Where does one start with a place like Buenos Aires? The city of “Good Air” or “Fair Winds” immediately conjures up Technicolor images of tango, high fashion and European nonchalance. Museums, restaurants, galleries, designer shops, dance halls, sidewalk cafes and quirky bars line the buzzing streets. Porteños are notorious for staying out late, often making dinner reservations for 10 p.m., knowing there’s little use showing up to a club until well after 2 a.m. But what about those of us who still enjoy a little vitamin D?
Relax, Buenos Aires has plenty of daytime activities making good on its namesake. It’s easy to enjoy a full afternoon without breaking the bank. Meaning you can use those pesos the way Argentine nature intended: on late-night, prize-cut steaks and exotic cocktails at the nightclub.
1. Jardín Zoológico
As soon as you walk in, you will notice what look like the world’s biggest rodents swimming in the lagoon. Don’t be frightened, the not-so little critters are called nutria and are very friendly. Make sure to purchase a bag (or bucket) of nuggets to feed a designated list of animals including goats, zebras, elephants, and several types of monkey. There are two ticket options to choose from. Splurging on the Pasaporte for US$5.50 grants you access to the Aquarium, Reptile House, Rainforest and a 3-D movie.
2. Madres de Plaza de Mayo
Every Thursday afternoon at 3:30, the mothers of those who “disappeared” during the Dirty War (1976-1983) stage a march in the plaza. A sobering, yet meaningful display, the mothers march for thirty minutes before gathering in front of the Casa Rosada for a speech. It is estimated that anywhere between 9,000 and 30,000 people were detained, tortured and possibly killed during the state-sponsored violence.
3. Cementerio de la Recoleta
Located in posh Recoleta, this labyrinthesque necropolis is home to some of the most influential and revered Argentines in history. War generals, presidents, scientists and Eva Perón (aka Evita) all share lavish tomb space here.

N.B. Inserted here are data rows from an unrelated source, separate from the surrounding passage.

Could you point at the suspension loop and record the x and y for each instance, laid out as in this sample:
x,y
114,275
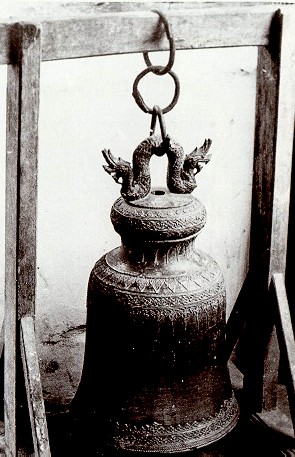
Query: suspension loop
x,y
153,121
159,70
139,100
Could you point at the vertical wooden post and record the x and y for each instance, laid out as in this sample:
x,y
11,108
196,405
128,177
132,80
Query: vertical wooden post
x,y
260,322
270,205
21,200
282,185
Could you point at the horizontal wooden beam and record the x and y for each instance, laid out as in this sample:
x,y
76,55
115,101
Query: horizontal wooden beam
x,y
96,33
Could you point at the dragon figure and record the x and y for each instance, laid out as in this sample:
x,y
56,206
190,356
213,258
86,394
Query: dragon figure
x,y
136,179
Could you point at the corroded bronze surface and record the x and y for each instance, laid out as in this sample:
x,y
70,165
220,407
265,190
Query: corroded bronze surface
x,y
154,360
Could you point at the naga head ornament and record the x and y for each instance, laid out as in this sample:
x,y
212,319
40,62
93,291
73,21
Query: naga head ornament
x,y
135,179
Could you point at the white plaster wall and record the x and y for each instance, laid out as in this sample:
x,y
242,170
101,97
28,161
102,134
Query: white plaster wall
x,y
86,105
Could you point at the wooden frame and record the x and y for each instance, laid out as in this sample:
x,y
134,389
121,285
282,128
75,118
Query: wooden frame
x,y
53,32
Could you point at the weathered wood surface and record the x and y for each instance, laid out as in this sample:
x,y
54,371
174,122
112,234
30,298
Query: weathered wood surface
x,y
21,201
92,33
284,147
282,185
286,336
34,388
257,325
11,216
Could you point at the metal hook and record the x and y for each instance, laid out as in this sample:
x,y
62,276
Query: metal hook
x,y
159,70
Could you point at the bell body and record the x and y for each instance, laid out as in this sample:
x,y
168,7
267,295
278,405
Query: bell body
x,y
154,361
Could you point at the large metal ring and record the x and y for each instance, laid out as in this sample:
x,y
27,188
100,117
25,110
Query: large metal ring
x,y
138,98
167,68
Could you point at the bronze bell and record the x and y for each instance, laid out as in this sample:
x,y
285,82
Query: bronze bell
x,y
155,375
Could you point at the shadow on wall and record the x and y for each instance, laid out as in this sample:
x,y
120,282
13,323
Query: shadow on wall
x,y
86,105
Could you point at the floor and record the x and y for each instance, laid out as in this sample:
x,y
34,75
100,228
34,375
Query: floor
x,y
268,434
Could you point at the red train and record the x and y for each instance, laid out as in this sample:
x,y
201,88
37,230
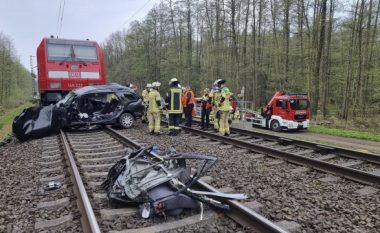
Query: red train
x,y
65,64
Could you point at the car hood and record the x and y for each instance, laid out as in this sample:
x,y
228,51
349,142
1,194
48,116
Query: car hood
x,y
36,122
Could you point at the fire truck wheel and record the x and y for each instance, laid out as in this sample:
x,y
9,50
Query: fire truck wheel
x,y
275,126
126,120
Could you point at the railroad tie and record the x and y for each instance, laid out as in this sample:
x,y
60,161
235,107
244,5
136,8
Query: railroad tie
x,y
172,225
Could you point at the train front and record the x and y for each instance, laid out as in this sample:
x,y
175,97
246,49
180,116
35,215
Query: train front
x,y
64,65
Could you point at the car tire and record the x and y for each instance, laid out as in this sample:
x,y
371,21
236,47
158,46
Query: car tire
x,y
126,120
275,126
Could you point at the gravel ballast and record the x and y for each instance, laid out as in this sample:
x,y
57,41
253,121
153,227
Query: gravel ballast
x,y
287,191
19,179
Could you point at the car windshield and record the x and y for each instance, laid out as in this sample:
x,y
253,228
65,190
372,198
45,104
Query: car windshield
x,y
72,52
299,104
65,100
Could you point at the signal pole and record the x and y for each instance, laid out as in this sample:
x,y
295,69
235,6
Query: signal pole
x,y
34,77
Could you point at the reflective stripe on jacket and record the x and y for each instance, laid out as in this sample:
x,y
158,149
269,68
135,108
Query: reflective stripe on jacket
x,y
175,102
145,95
226,105
191,101
206,102
153,97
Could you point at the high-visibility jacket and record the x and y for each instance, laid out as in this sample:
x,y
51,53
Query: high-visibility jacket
x,y
185,103
225,105
206,103
174,100
215,97
154,99
145,95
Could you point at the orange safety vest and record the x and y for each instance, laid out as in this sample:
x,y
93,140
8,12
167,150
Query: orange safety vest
x,y
184,98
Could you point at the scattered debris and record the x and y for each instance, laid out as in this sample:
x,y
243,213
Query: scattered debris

The cemetery is set up like an actual neighborhood, with large statues and mausoleums (some in hopelessly creepy disrepair) instead of homes lining each street. Entrance is free, but English-speaking tour guides are available for hire if you want to know more about the history.
4. San Telmo Antiques Fair
Every Sunday Plaza Dorrego transforms into an antique dream. Crowded stalls of old jewelry, cameras, glass bottles, pocket watches, figurines, brass instruments and ephemera are up for negotiations. Nearby, street performers, impromptu tango shows and street vendors all vie for some of the attention.
5. Avenida 9 de Julio
Named in honor of Argentina’s Independence Day, Avenida 9 de Julio is one of the widest streets in the world. This is the mad dash of all mad dashes. With six lanes in each direction, and spanning an entire city block, it’s nearly impossible to make it across in one go. Most pedestrians need three green lights to get across. But if you’ve got the time and the daring, this activity could in fact take the entire afternoon. Just remember, safety first!
6. Hipódromo Argentino de Palermo
Almost entirely overlooked by tourists, the Hippodrome (race track) unexpectedly merges beautiful animals and a quiet locale with gambling. Admission is free on weekdays with races going off every thirty minutes. Grab yourself a racing form and practice saying, “Numero cinco, diez pesos para ganador”.
7. People Watching
People Watching in Buenos Aires is sort of like having a near-death taxi experience in New York City, its basic protocol. And while this can be done virtually anywhere, the sidewalk cafes of Palermo Viejo and the bustling shopping thoroughfare of Avenida Florida are among the top spots. Keep an eye out for paseaperros, professional dog walkers managing 15 dogs at once.